Let’s explore the Commodore 64 some more. The topic today is: mathematics. And again, we are going to keep it real, VERY real. I have to admit, originally the ‘keeping it real’ was mainly a play of words on the 16-bit ‘real mode’ of x86 processors, as I wanted to explore not only the old CGA, EGA and VGA graphics standards, but I also wanted to explore them in their natural habitat, which would be pre-386 machines, which only worked in the original 16-bit segmented memory mode.

But another limitation I had, with virtually all the platforms discussed here (C64, Amiga, PC, GP2X), is that they do not have an FPU to process real numbers either (in fact, the example of handwritten machine and assembly code of Steve Wozniak that I used in a previous article, is actually a library for processing floating point on a secondary 6502 processor in an early Apple machine).

And lastly, especially with the Commodore 64, and having to write cycle-exact assembly code, self-modifying machine-code, or even having to organize your code byte-exact in some ways, we are clearly within the realm of Real Programmers, such as Mel.
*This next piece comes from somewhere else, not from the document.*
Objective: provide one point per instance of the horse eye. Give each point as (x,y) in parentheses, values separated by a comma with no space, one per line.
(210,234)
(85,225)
There are actually tons of examples of Real Programming for 6502 and C64, some of which can be found on Codebase64, or on Pagetable.com. I’m sure this is one that Mel would have liked: the ‘Ninja’ way of creating a stable raster. In short, it sets up the timers so that the memory-mapped values of their registers read a valid jmp opcode, and then carefully sets up code so that each address contains a delay routine to remove the amount of jitter that the timer indicated.
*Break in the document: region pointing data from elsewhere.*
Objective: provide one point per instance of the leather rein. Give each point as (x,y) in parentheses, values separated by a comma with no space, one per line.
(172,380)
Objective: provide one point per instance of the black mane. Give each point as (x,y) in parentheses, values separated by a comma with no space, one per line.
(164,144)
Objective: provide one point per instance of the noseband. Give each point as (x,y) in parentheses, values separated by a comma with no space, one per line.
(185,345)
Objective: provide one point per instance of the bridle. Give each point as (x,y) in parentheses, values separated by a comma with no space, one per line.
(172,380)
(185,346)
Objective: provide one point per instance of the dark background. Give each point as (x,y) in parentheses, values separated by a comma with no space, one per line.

I might get into other interesting hacks as well at some point. It should be clear at this point, that much like Mel, the C64 programmers are masters of their domain. Other interesting topics include tape or disk fastloading routines. People would basically replace the slow standard IO routines with their own custom cycle-exact code using much more efficient handshaking, which could boost throughput up to about 8 times. The 1541 diskdrive is an interesting beast anyway, since it contains its own 6502 processor, and has 2k of RAM. It is possible to upload code to the drive, and have it execute it. For example, if you had two or more drives, you could upload a disk copy program such as Fast Hack’em to the drives, and they would copy the disk with no further intervention from the computer. You could unplug the drives from the computer once the copying started. Another example is to use the drive as a sort of co-processor. For example, you could do some 3d animation where the drive will calculate object rotations for you, and let the main CPU worry only about the rasterizing.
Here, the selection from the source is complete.